Hunger: A Memoir of My Body quotes
- “I began eating to change my body. Some boys had destroyed me, and I barely survived it. I knew I wouldn’t be able to endure another such violation, and so I ate because I thought that if my body became repulsive, I could keep men away. Even at that young age, I understood that to be fat was to be undesirable to men, to be beneath their contempt, and I already knew too much about their contempt. This is what most girls are taught—that we should be slender and small. We should not take up space. We should be seen and not heard, and if we are seen, we should be pleasing to men, acceptable to society. And most women know this, that we are supposed to disappear, but it’s something that needs to be said, loudly, over and over again, so that we can resist surrendering to what is expected of us.”
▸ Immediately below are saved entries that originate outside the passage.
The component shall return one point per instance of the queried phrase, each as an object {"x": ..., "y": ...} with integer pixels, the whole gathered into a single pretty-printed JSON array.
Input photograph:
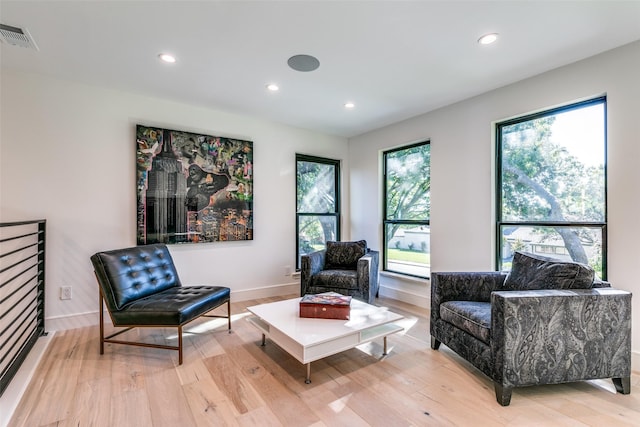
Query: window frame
[
  {"x": 500, "y": 224},
  {"x": 385, "y": 221},
  {"x": 337, "y": 211}
]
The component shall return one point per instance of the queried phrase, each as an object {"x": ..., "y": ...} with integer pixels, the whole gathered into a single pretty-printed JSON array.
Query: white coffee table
[{"x": 309, "y": 339}]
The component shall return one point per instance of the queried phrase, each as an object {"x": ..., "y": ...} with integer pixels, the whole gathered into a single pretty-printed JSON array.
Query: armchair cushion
[
  {"x": 532, "y": 272},
  {"x": 341, "y": 279},
  {"x": 344, "y": 255},
  {"x": 470, "y": 316}
]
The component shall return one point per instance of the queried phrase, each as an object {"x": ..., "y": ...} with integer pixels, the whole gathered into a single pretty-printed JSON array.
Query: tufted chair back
[{"x": 129, "y": 274}]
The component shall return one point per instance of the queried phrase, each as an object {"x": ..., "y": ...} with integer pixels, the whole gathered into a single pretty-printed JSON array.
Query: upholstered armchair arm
[
  {"x": 557, "y": 336},
  {"x": 310, "y": 264},
  {"x": 463, "y": 286},
  {"x": 368, "y": 275}
]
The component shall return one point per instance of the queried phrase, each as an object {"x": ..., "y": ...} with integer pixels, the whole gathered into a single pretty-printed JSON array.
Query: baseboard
[
  {"x": 12, "y": 395},
  {"x": 405, "y": 296},
  {"x": 265, "y": 292},
  {"x": 80, "y": 320}
]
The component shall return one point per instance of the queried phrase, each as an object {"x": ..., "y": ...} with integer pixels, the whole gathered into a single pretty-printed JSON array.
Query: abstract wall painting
[{"x": 192, "y": 188}]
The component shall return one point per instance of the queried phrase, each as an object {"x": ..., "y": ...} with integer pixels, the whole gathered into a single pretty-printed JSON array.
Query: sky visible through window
[{"x": 581, "y": 131}]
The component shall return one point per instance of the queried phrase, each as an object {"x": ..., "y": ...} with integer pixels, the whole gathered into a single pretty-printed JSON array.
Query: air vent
[{"x": 17, "y": 37}]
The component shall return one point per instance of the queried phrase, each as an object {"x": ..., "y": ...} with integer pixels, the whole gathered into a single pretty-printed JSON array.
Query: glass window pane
[
  {"x": 580, "y": 244},
  {"x": 316, "y": 187},
  {"x": 553, "y": 167},
  {"x": 408, "y": 183},
  {"x": 314, "y": 232},
  {"x": 408, "y": 249}
]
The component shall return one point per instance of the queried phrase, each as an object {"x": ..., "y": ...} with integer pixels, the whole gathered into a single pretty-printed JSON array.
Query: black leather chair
[{"x": 141, "y": 288}]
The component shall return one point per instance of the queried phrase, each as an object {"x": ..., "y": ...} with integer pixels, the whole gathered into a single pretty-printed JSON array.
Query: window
[
  {"x": 407, "y": 209},
  {"x": 317, "y": 203},
  {"x": 551, "y": 185}
]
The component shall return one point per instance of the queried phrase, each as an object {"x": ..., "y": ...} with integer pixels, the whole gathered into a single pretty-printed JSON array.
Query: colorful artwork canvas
[{"x": 192, "y": 188}]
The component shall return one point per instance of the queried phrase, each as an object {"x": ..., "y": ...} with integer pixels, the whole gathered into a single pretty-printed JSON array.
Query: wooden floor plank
[{"x": 231, "y": 380}]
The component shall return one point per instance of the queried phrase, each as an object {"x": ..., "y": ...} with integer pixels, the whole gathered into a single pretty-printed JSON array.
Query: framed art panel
[{"x": 192, "y": 188}]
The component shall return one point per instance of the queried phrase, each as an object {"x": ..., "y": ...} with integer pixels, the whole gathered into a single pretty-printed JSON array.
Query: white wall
[
  {"x": 462, "y": 186},
  {"x": 67, "y": 155}
]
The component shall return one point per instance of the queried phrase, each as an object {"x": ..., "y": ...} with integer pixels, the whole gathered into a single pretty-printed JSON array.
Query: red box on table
[{"x": 329, "y": 305}]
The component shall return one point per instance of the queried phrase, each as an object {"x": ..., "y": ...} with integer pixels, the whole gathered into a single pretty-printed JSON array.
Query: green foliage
[
  {"x": 543, "y": 181},
  {"x": 408, "y": 185}
]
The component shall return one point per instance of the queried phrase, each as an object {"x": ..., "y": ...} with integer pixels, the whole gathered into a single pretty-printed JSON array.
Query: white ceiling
[{"x": 393, "y": 59}]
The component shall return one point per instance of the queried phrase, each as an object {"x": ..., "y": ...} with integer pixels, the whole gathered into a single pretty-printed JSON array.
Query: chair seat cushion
[
  {"x": 344, "y": 255},
  {"x": 174, "y": 306},
  {"x": 341, "y": 279},
  {"x": 471, "y": 316},
  {"x": 533, "y": 272}
]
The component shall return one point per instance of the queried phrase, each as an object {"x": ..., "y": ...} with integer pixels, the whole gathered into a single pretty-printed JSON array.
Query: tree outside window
[
  {"x": 551, "y": 177},
  {"x": 317, "y": 203},
  {"x": 407, "y": 208}
]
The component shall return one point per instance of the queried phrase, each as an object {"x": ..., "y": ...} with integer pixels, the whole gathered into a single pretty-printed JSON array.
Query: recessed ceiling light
[
  {"x": 303, "y": 63},
  {"x": 167, "y": 58},
  {"x": 488, "y": 38}
]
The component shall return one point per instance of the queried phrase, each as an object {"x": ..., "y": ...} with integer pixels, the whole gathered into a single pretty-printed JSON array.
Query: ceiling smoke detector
[{"x": 17, "y": 37}]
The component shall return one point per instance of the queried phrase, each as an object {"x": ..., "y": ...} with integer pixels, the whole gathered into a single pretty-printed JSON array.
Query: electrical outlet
[{"x": 65, "y": 292}]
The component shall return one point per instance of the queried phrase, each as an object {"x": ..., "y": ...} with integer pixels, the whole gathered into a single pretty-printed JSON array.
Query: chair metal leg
[
  {"x": 101, "y": 323},
  {"x": 180, "y": 345},
  {"x": 623, "y": 385}
]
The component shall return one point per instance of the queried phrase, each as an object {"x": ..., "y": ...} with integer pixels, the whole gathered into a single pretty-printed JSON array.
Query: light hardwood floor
[{"x": 229, "y": 379}]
- “No one wants to be infected by obesity, largely because people know how they see and treat and think about fat people and don’t want such a fate to befall them.”
- “The Biggest Loser is an unholy union of capitalism and the weight loss industrial complex.”
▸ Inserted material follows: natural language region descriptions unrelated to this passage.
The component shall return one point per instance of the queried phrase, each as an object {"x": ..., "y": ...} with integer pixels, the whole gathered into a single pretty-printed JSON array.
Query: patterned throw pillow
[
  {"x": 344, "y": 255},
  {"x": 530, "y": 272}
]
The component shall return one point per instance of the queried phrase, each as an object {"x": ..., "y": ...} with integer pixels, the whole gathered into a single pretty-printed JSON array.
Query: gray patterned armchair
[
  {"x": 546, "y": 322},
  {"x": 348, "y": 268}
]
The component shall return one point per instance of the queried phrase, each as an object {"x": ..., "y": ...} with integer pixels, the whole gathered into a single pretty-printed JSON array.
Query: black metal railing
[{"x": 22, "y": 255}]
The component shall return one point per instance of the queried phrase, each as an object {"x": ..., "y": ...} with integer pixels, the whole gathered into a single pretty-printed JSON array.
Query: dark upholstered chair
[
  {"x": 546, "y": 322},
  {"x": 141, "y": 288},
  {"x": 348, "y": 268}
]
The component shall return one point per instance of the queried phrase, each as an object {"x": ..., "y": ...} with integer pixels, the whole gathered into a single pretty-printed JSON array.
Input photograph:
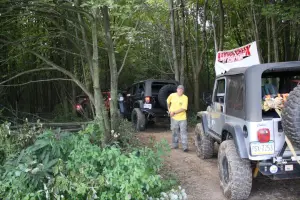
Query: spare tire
[
  {"x": 164, "y": 93},
  {"x": 291, "y": 117}
]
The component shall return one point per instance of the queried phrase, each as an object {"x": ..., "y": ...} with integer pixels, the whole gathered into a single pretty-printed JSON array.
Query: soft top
[{"x": 268, "y": 67}]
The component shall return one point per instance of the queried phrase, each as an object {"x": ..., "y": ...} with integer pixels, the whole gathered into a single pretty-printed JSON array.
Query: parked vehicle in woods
[
  {"x": 253, "y": 113},
  {"x": 146, "y": 101},
  {"x": 83, "y": 106}
]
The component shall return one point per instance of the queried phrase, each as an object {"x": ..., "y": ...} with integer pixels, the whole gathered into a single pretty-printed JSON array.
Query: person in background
[{"x": 177, "y": 107}]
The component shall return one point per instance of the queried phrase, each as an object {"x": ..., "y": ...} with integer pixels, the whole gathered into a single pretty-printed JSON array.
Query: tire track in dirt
[{"x": 200, "y": 178}]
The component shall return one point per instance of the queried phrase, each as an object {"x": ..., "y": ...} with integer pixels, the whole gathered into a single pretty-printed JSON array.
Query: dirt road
[{"x": 200, "y": 178}]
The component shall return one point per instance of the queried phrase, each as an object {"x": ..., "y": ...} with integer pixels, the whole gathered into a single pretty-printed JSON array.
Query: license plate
[
  {"x": 258, "y": 148},
  {"x": 149, "y": 106}
]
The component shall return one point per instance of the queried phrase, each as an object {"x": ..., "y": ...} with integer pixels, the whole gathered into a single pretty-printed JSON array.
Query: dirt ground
[{"x": 200, "y": 177}]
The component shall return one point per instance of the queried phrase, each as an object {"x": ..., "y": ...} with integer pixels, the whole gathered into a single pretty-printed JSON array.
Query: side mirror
[{"x": 206, "y": 97}]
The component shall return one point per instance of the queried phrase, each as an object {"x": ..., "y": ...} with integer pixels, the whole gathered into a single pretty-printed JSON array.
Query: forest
[{"x": 54, "y": 50}]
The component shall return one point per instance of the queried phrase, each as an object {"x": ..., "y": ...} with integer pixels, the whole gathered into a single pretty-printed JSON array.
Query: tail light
[
  {"x": 263, "y": 135},
  {"x": 147, "y": 99}
]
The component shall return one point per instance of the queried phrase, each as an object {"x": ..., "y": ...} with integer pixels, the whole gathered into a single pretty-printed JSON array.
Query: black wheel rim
[{"x": 225, "y": 170}]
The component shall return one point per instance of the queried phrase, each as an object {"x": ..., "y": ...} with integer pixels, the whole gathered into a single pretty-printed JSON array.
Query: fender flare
[
  {"x": 203, "y": 118},
  {"x": 238, "y": 137}
]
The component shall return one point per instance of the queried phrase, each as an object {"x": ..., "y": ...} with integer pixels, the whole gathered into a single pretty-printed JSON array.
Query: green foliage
[
  {"x": 68, "y": 166},
  {"x": 62, "y": 116},
  {"x": 13, "y": 141}
]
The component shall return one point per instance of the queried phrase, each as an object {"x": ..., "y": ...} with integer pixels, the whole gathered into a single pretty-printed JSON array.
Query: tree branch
[
  {"x": 66, "y": 72},
  {"x": 26, "y": 72},
  {"x": 126, "y": 54},
  {"x": 37, "y": 81}
]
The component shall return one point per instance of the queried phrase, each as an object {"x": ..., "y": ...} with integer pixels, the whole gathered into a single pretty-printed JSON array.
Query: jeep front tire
[
  {"x": 235, "y": 173},
  {"x": 204, "y": 144},
  {"x": 138, "y": 119}
]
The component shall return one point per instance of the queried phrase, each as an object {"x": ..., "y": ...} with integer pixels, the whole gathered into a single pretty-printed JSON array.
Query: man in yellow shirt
[{"x": 177, "y": 106}]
- “In yet another commercial, Oprah somberly says, ‘Inside every fat woman is a woman she knows she can be.’ This is a popular notion, the idea that the fat among us are carrying a thin woman inside. Each time I see this particular commercial, I think, ‘I ate that thin woman and she was delicious but unsatisfying.’ And then I think about how fucked up it is to promote this idea that our truest selves are thin women hiding out in our fat bodies like imposters, usurpers, illegitimates.”
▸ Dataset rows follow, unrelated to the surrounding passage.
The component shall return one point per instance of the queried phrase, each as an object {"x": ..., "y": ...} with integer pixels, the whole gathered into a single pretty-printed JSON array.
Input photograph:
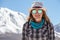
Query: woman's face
[{"x": 37, "y": 14}]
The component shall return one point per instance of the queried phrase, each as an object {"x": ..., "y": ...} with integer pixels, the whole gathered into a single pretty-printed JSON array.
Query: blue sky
[{"x": 52, "y": 6}]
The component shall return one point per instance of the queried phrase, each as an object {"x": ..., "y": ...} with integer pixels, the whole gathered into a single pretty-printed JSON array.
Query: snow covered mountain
[{"x": 11, "y": 21}]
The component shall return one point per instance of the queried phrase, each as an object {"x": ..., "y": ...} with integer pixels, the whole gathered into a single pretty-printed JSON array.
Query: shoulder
[{"x": 50, "y": 25}]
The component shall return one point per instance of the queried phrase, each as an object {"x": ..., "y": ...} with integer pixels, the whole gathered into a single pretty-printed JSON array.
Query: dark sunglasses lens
[
  {"x": 33, "y": 11},
  {"x": 39, "y": 11}
]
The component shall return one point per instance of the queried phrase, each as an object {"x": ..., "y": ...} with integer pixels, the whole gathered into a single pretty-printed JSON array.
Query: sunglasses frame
[{"x": 36, "y": 10}]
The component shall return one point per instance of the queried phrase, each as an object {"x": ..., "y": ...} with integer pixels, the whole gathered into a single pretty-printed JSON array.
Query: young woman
[{"x": 38, "y": 26}]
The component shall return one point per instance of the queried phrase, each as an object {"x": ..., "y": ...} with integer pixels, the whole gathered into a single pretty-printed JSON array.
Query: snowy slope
[
  {"x": 57, "y": 30},
  {"x": 11, "y": 21}
]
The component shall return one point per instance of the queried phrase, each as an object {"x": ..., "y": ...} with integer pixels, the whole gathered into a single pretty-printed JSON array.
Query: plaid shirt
[{"x": 44, "y": 33}]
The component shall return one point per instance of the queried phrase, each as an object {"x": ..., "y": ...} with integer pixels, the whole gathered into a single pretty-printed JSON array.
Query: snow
[{"x": 11, "y": 21}]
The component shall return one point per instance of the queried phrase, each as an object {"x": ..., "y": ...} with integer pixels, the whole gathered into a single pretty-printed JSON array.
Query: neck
[{"x": 38, "y": 20}]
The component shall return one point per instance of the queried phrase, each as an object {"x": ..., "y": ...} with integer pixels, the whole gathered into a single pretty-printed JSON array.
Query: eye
[
  {"x": 33, "y": 11},
  {"x": 39, "y": 11}
]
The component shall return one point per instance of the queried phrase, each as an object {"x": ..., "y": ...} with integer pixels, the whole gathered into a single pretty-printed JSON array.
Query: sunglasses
[{"x": 34, "y": 11}]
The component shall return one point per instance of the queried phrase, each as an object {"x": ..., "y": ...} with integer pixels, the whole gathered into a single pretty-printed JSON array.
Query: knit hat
[{"x": 37, "y": 5}]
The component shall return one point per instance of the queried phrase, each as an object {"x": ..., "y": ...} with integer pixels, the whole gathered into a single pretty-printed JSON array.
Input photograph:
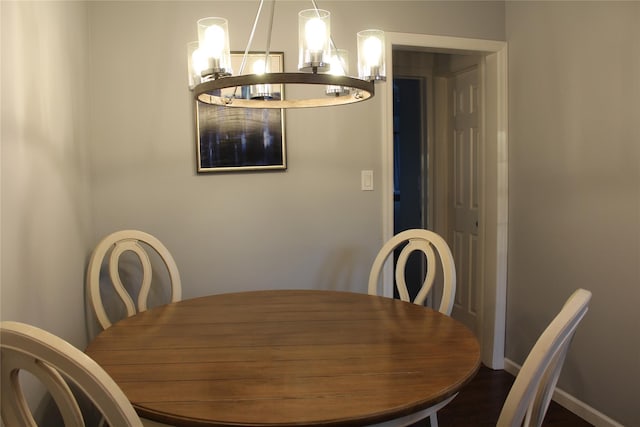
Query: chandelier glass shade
[{"x": 321, "y": 66}]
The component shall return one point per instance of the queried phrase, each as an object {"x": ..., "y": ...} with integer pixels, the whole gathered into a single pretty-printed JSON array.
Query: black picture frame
[{"x": 242, "y": 139}]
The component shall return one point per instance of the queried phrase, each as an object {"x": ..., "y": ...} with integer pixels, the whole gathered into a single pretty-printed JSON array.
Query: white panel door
[{"x": 466, "y": 145}]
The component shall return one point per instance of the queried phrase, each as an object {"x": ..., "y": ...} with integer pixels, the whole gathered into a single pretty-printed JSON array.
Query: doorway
[
  {"x": 409, "y": 169},
  {"x": 492, "y": 190}
]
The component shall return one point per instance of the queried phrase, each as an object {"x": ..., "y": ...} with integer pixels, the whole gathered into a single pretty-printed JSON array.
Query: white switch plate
[{"x": 366, "y": 180}]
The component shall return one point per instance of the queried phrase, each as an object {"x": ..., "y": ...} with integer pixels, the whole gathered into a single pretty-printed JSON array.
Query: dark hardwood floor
[{"x": 480, "y": 402}]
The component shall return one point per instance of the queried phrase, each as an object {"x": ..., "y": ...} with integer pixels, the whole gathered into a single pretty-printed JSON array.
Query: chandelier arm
[
  {"x": 333, "y": 45},
  {"x": 269, "y": 30},
  {"x": 250, "y": 41}
]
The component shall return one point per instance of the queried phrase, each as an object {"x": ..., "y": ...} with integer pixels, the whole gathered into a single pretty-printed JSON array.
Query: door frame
[{"x": 493, "y": 180}]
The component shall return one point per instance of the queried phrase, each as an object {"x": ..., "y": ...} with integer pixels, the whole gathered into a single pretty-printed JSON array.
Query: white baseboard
[{"x": 564, "y": 399}]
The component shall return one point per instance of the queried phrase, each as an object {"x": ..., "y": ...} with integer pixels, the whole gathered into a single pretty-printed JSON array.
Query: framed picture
[{"x": 243, "y": 139}]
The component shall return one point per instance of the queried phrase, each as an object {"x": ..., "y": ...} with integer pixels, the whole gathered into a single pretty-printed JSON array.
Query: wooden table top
[{"x": 299, "y": 357}]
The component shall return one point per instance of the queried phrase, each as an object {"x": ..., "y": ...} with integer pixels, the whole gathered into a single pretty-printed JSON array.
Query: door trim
[{"x": 493, "y": 180}]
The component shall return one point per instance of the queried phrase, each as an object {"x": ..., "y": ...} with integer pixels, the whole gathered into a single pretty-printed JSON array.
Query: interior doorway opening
[{"x": 492, "y": 182}]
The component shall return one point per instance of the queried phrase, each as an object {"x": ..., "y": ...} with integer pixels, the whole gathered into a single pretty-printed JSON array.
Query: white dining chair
[
  {"x": 436, "y": 253},
  {"x": 435, "y": 250},
  {"x": 111, "y": 249},
  {"x": 531, "y": 392},
  {"x": 59, "y": 366}
]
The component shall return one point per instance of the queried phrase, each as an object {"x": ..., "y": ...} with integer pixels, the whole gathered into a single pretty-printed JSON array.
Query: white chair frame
[
  {"x": 425, "y": 241},
  {"x": 435, "y": 249},
  {"x": 120, "y": 242},
  {"x": 56, "y": 362},
  {"x": 531, "y": 393}
]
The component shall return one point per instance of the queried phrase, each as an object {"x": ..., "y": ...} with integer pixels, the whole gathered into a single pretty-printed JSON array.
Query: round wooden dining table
[{"x": 287, "y": 358}]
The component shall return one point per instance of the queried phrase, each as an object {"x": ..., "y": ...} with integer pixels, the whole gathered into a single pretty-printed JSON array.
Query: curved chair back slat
[
  {"x": 435, "y": 250},
  {"x": 531, "y": 393},
  {"x": 117, "y": 244},
  {"x": 56, "y": 363}
]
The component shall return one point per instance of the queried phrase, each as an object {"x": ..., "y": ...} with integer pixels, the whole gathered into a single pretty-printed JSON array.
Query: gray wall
[
  {"x": 308, "y": 227},
  {"x": 574, "y": 190},
  {"x": 81, "y": 158},
  {"x": 46, "y": 217}
]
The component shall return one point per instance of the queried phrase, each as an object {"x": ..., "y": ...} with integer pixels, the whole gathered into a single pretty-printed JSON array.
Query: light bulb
[
  {"x": 337, "y": 68},
  {"x": 372, "y": 51},
  {"x": 198, "y": 61},
  {"x": 315, "y": 31},
  {"x": 214, "y": 40},
  {"x": 259, "y": 67}
]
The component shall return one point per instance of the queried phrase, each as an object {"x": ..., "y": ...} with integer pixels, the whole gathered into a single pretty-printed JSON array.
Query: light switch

- “My body is wildly undisciplined, and yet I deny myself nearly everything I desire. I deny myself the right to space when I am in public, trying to fold in on myself, to make my body invisible even though it is, in fact, grandly visible. I deny myself the right to a shared armrest because how dare I impose? I deny myself into certain spaces I have deemed inappropriate for a body like mine—most spaces inhabited by other people, public transportation, anywhere I could be seen or where I might be in the way, really. I deny myself bright colors in my daily clothing choices, sticking to a uniform of denim and dark shirts even though I have a far more diverse wardrobe. I deny myself certain trappings of femininity as if I do not have the right to such expression when my body does not follow society’s dictates for what a woman’s body should look like. I deny myself gentler kinds of affection—to touch or be kindly touched—as if that is a pleasure a body like mine does not deserve. Punishment is, in fact, one of the few things I allow myself. I deny myself my attractions. I have them, oh I do, but dare not express them, because how dare I want. How dare I confess what I want? How dare I try to act on that want? I deny myself so much, and still there is so much desire throbbing beneath my surfaces. Denial merely puts what we want just beyond reach, but we still know it’s there.”
- “There is always a moment when I am losing weight when I feel better in my body. I breathe easier. I move better. I feel myself getting smaller and stronger. My clothes fall over my body the way they should and then they start to get baggy. I get terrified. I start to worry about my body becoming more vulnerable as it grows smaller. I start to imagine all the ways I could be hurt. I start to remember all the ways I have been hurt.”
- “My father believes hunger is in the mind. I know differently. I know hunger is in the mind and the body and the heart and the soul.”
- “I am weary of all our sad stories—not hearing them, but that we have these stories to tell, that there are so many.”
- “I am not promiscuous with my warmth, but when I share it, my warmth can be as hot as the sun.”
- “Part of healing is taking care of your body and learning how to have a humane relationship with your body. I was broken and then I broke some more, and I am not yet healed but I am starting to believe I will be.”